Le réalisateur Ali Abbasi n’avait pas l’intention de réaliser un film de serial-killer comme les autres. « Ce film est autant un manifeste politique qu’un regard global sur la société, et si je ne pense pas que la société iranienne soit perverse, je crois vraiment que la vision de la réalité en Iran est dévoyée, notamment dans la manière dont le corps des femmes est représenté au cinéma. Elles ont été dépossédées de leur humanité et réduites à des créatures sans existence propre dont le visage est emmitouflé sous le tissu. »
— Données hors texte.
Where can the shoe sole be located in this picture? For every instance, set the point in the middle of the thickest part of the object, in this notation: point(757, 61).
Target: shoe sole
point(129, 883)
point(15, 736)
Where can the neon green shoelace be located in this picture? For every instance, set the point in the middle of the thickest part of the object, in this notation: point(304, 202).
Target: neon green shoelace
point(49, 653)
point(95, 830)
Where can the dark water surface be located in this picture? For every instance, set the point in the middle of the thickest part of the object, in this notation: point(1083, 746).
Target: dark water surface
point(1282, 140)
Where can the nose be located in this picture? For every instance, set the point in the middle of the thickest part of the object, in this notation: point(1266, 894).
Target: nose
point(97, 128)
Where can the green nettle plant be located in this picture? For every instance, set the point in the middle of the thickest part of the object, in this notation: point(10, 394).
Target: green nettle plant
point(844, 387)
Ainsi la véritable héroïne de ce film est une jeune journaliste, Rahimi, allant jusqu’au bout de son enquête malgré tous les obstacles, jusqu’à mettre sa propre vie en danger.
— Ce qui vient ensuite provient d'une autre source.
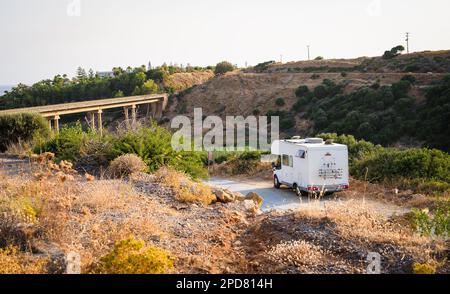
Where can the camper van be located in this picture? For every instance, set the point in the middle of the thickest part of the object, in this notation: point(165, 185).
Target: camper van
point(310, 166)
Son courage rappelle le courage de la comédienne elle-même : sa carrière en Iran dans de nombreux films et séries télévisées était au plus haut quand une fausse sextape a fuité, la forçant à se réfugier en France en 2008 pour éviter d’être emprisonnée. Comédienne et réalisatrice, elle a également monté sa propre société de production à Paris. « Zar Amir Ebrahimi a été à mes côtés depuis le début sur ce projet, précise le réalisateur, et s’il y a bien quelqu’un qui pourrait être coauteur du film en dehors de moi et des producteurs, c’est elle. »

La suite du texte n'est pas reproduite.